On December 18, 2008, less than a month after the Atlantis hotel in Nakheel’s Palm Jumeirah opened (an event many Dubai bashers called its last hurrah), The Economist wrote an article on booms and busts. It mainly referenced Miami beach’s legendary real estate boom in the first half of the 1920s and the equally epic bust in the decade’s second half.
The article went on to illustrate how Miami’s experience, like that of Dubai, of unprecedented real estate and infrastructure boom (e.g. off plan sales, 95 per cent financing) guaranteed its position as a key city in North America during an era when competition was at its height. The article closed with a reassurance that Dubai would survive its economic woes and eventually recover from them. What the article failed to note was that unlike Miami beach which was a ‘swampy strip of mangrove trees’, Dubai was a well-established regional commercial trading hub before the real estate boom of the last decade.
Dubai’s success is especially spectacular due to its dual lack of Khaliji oil and non-Khaliji Arab (read Iraqi/Syrian/Egyptian) historically well-educated bureaucracy. By the admission of many intellectuals, journalists and executives from the Gulf, Dubai’s success caused embarrassment for many of its neighbours.
Some would go even further and say that would-be revolutionaries from Tunisia to Syria found the socio-economic achievements of a less than 200-year-old city especially vexing.
After 2008, there were existential whispers of what the post real estate Dubai model would look like. Would it attempt to attract Arab entrepreneurs through incentives, infrastructure, access to capital and lifestyle? Would it attempt to develop its manufacturing base, i.e, Dubal and Ducab? Would it develop new strategic service sectors , i.e., oil services? Meanwhile, Dubai was focused on making debt payments and restructuring its various entities. Then came the Arab Spring.

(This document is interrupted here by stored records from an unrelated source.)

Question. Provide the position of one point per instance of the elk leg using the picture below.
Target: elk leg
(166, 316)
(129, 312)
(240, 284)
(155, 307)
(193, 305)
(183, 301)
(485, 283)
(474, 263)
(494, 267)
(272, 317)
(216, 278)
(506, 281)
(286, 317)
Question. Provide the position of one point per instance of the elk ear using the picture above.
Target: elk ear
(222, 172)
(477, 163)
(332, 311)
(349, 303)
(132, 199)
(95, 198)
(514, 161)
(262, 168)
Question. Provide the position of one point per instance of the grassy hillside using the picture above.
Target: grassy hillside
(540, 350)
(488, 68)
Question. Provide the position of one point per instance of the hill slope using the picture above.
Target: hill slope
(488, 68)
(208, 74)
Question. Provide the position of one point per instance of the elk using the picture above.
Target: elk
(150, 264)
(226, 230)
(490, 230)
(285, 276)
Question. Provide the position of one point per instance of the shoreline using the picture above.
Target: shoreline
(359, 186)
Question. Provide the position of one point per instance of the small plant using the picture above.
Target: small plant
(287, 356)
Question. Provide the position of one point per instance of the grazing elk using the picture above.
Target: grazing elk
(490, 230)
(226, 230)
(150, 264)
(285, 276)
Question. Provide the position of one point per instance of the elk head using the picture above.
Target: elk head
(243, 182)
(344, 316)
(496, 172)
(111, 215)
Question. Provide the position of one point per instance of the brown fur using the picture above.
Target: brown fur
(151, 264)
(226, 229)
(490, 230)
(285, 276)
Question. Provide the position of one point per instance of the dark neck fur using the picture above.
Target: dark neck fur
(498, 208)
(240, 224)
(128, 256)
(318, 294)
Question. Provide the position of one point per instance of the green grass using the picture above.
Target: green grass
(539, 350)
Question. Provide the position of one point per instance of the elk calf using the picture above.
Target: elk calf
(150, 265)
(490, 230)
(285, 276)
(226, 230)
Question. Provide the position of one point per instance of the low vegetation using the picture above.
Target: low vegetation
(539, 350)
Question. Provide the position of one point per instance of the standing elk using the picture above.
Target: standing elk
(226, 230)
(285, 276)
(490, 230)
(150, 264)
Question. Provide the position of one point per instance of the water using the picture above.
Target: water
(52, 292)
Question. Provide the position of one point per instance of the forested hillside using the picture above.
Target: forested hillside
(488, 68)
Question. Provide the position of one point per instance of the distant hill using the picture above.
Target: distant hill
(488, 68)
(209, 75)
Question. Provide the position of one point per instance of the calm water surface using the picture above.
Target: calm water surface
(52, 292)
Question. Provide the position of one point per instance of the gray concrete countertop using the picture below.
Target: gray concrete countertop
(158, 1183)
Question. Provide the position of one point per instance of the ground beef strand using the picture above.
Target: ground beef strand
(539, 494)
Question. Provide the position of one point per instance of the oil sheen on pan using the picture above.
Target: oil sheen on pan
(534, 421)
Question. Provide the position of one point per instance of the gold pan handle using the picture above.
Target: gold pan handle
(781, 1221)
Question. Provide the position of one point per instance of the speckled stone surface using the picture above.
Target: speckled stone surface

The Arab Spring has been good for Dubai. While most of the region underwent shockwaves of various forms and measures, Dubai became a safe haven of choice for everyone from wealthy Arabs to financial institutions — even those Saudi tourists who were more accustomed to vacationing in Egypt, Lebanon, Syria and Bahrain found themselves here.
This played a significant role in boosting its economy and ridding the global markets of their hesitance to refinance Dubai’s mostly short tenured debt. The effect this had on reorienting Dubai’s strategic outlook cannot be underestimated. To illustrate, consider the following:
1. The hospitality sector grew 15 per cent in 2011, the fastest pace since 2007.
2. The Majid Al Futtaim (MAF) group reported an 18 per cent increase in profits in 2011.
3. Airport traffic rose 14 per cent in the first half of 2012 to a record 27.9 million.
4. The value of property transactions in Dubai jumped 21 per cent to Dh63 billion in the first half of 2012.
5. Emaar reported a 45 per cent increase in second quarter of 2012.
6. The yield on Dubai’s 10-year bond is down to 4.4 per cent from 5.9 per cent at the beginning of the year.
The two flagship projects that Dubai has thrown its weight behind are the World Expo 2020 bid and the recently announced Mohammad Bin Rashid City (MBR City), a massive project that when finished will be 30 per cent bigger than Hyde Park. It is expected to take well over a decade to complete in its entirety.
Seasoned followers of Dubai’s real estate developments will appreciate that MBR City represents an incorporation of several previous projects into one, led by the partnership of Emaar and Dubai Holding. If there were questions four years ago about how the city would change after the crisis then those questions have been answered very clearly. Dubai will continue to do what it does best: Real estate and hospitality — with a lot more coordination and partnership of its various arms then before.
Now that ‘Dubai is back’ as some like to say, the effect on both, the Gulf Cooperation Council status quo and the, at least theoretically, nascent democratic Arab states will be even more multiplied than during past booms.
Emotions are high, expectations are higher and time is ever in short supply.
The Arab Spring dynamic got used to relegating Dubai to a quiet safe haven for funds and people. How its resurgence as the loud proactive Dubai Inc of pre-2008 will affect the regional revolutionary and counter-revolutionary sentiment remains to be seen. One thing is clear though: whatever affects Dubai 3.0, as others like to call it, won’t be partisan, but dual.
Socio-economic conditions of most revolutionary states will be compared by its restless electorate with those of Dubai and will likely add another jab into opposition playbooks. In the case of the Gulf, political gridlocks, security vacuums and generational transitions of rule will amplify the comparisons to Dubai.